Errada, porque o ritmo de execução não cresce para sempre; em obra, a produtividade costuma desacelerar na fase final.
- B)sempre decrescente ao longo da execução da obra.
Errada, porque a curva S não mostra queda contínua do ritmo do início ao fim, já que há uma fase de aceleração no meio.
- C)crescente, depois mantém-se estável e torna-se decrescente mais para o final da obra.
Certa, pois a curva S representa aumento do ritmo, depois estabilidade e, no final, redução da taxa de execução.
- D)crescente, depois mantem-se estável e torna-se crescente novamente mais para o final da obra.
Errada, porque o final da obra normalmente não volta a acelerar; o mais comum é haver desaceleração.
- E)decrescente, depois mantem-se estável e torna-se decrescente novamente mais para o final da obra.
Errada, porque a execução não começa necessariamente em queda e tampouco segue com novo decréscimo ao longo de toda a obra.
Gabarito: C
A curva S é um jeito clássico de enxergar o avanço físico da obra ao longo do tempo.
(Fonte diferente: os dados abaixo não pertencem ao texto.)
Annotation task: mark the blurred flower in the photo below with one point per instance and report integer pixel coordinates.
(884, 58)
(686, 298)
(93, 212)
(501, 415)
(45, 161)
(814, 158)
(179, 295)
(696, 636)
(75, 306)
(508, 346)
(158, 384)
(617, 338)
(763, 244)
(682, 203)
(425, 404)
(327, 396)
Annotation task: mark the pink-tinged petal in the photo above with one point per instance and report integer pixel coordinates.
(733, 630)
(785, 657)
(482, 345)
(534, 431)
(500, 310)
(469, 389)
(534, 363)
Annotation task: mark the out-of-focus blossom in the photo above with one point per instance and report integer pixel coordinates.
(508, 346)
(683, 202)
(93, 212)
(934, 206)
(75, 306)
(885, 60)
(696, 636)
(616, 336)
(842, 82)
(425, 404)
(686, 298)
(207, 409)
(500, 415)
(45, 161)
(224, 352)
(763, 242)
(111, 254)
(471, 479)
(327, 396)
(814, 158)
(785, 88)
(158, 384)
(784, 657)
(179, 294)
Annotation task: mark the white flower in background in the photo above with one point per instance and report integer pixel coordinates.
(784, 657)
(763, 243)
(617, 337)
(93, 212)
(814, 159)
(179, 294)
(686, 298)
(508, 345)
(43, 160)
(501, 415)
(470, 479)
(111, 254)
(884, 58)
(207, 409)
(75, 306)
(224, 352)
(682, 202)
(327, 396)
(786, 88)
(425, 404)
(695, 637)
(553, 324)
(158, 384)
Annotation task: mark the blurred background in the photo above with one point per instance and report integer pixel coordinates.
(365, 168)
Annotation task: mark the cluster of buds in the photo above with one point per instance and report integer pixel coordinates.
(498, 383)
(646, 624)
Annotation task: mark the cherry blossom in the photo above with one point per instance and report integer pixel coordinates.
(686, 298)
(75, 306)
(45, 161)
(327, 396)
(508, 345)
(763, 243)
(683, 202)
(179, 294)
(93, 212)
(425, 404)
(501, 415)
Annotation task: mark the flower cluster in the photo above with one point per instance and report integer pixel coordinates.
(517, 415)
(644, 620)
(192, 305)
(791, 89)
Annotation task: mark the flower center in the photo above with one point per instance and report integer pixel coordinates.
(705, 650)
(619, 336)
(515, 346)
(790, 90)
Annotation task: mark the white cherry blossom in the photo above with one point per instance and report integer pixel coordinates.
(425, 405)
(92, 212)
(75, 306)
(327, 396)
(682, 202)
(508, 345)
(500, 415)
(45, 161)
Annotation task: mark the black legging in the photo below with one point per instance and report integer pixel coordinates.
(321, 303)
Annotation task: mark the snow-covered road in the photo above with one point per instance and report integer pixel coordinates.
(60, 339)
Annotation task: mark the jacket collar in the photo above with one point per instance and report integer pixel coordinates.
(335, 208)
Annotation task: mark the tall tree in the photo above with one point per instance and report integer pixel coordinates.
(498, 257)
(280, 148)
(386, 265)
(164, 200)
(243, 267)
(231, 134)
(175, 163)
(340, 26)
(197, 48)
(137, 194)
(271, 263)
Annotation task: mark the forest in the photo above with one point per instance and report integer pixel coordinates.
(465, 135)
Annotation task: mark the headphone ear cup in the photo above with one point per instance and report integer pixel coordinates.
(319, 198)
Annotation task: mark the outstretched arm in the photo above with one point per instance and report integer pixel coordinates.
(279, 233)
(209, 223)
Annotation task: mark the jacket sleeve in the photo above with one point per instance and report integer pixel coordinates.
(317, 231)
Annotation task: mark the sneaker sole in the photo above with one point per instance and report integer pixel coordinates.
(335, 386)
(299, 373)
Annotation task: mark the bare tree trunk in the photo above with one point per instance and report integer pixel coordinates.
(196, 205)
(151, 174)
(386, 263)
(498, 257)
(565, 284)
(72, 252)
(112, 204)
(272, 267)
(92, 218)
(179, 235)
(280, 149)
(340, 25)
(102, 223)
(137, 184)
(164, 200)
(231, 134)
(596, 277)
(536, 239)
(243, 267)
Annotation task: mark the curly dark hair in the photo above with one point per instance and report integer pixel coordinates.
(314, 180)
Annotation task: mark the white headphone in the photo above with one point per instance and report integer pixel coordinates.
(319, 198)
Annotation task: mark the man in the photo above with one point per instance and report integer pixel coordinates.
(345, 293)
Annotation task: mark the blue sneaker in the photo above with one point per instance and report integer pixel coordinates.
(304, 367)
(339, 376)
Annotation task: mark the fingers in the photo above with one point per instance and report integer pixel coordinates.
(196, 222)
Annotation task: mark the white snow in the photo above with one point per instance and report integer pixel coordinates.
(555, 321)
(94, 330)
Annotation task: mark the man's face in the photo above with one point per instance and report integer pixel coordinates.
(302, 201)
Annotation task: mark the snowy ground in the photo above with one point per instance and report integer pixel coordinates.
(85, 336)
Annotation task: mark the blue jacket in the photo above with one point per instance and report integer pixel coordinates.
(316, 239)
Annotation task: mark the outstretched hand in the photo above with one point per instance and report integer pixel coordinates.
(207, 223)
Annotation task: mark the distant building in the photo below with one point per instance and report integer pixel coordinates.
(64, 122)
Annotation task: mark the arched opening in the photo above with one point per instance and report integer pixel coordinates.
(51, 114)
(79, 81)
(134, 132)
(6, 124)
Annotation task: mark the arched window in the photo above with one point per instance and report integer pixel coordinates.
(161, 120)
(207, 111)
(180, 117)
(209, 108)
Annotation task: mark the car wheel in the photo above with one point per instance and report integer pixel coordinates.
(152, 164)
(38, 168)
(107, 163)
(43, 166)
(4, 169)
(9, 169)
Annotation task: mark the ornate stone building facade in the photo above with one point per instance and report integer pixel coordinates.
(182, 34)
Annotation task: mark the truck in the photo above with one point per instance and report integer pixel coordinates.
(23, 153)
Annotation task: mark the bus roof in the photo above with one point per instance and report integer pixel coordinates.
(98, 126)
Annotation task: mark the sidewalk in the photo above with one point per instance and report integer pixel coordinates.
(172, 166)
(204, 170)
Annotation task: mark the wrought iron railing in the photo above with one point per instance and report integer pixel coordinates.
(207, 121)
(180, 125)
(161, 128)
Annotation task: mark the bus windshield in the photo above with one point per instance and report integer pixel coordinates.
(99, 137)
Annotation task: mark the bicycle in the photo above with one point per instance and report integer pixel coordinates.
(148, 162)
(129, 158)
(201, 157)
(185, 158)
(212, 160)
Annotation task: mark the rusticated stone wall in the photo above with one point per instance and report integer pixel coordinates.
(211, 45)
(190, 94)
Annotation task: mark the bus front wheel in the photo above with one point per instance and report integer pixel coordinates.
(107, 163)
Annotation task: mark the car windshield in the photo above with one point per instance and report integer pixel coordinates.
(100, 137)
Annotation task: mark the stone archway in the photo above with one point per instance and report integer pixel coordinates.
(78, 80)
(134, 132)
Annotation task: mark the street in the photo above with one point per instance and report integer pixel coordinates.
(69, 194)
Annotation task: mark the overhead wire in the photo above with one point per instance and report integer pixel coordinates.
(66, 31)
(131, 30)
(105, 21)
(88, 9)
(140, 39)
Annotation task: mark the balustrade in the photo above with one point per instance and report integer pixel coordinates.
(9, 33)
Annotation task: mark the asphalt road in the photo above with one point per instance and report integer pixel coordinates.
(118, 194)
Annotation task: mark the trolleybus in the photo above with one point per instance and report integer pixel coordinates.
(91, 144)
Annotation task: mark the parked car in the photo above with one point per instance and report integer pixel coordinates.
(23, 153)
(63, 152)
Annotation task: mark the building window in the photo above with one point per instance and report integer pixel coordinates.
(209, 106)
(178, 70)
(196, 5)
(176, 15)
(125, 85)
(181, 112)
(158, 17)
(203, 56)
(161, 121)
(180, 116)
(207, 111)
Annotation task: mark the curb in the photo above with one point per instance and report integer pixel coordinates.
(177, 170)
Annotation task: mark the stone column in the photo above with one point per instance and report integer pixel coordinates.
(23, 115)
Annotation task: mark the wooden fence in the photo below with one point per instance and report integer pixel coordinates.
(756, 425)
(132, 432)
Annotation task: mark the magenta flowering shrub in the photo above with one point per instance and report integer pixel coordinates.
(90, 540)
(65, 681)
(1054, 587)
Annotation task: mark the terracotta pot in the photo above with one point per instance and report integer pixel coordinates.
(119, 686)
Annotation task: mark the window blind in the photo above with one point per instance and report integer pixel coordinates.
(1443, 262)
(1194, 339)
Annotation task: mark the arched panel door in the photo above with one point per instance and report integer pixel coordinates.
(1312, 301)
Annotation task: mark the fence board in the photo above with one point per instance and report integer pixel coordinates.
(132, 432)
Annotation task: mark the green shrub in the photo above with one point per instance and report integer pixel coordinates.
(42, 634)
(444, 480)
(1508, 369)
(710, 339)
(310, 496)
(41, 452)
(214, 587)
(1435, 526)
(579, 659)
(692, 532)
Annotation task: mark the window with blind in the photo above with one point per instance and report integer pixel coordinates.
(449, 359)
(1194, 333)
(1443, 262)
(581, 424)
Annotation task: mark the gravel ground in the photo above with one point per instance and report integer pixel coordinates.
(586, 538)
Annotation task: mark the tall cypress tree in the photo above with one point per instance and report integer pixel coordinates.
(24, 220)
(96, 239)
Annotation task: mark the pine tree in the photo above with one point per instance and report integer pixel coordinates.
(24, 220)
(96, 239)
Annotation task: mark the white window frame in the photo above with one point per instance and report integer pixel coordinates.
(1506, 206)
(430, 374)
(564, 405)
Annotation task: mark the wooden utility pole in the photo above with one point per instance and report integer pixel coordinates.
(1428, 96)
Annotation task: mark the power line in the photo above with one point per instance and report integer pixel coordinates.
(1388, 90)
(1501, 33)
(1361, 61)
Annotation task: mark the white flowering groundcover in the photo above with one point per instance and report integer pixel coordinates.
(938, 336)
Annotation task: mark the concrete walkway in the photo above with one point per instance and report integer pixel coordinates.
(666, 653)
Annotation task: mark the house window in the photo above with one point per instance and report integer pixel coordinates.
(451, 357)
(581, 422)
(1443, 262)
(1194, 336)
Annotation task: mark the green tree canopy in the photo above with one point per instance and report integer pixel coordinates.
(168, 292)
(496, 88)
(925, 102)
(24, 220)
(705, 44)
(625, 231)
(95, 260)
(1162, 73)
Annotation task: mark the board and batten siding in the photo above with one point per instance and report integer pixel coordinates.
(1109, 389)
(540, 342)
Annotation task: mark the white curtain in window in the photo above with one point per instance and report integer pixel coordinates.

Ela costuma ter formato em “S” porque a produção não anda no mesmo ritmo do começo ao fim: no início, a obra engrena devagar, depois acelera quando a equipe, os insumos e os frentes de serviço estão bem ajustados, e por fim desacelera quando entram acabamentos, testes, ajustes e restrições de etapa final. Quando o enunciado fala em “percentual construído por unidade de tempo”, ele está olhando para a inclinação da curva, isto é, para a velocidade de execução. No começo, essa velocidade tende a crescer. Em seguida, há um trecho de maior estabilidade, com ritmo mais constante. Mais perto do final, a inclinação diminui, porque a obra perde fôlego e os serviços remanescentes costumam ser mais delicados e menos produtivos. Por isso, o gabarito é a letra C: o percentual construído por unidade de tempo é crescente, depois se mantém estável e torna-se decrescente mais para o final da obra. Essa leitura é exatamente a lógica da curva S em planejamento e controle de obras, muito usada em acompanhamento físico-financeiro e controle de cronograma. Em resumo: a curva S não é uma reta animada, nem uma ladeira sempre subindo. Ela acelera, estabiliza e depois desacelera. É o desenho típico do ciclo de produção de uma obra.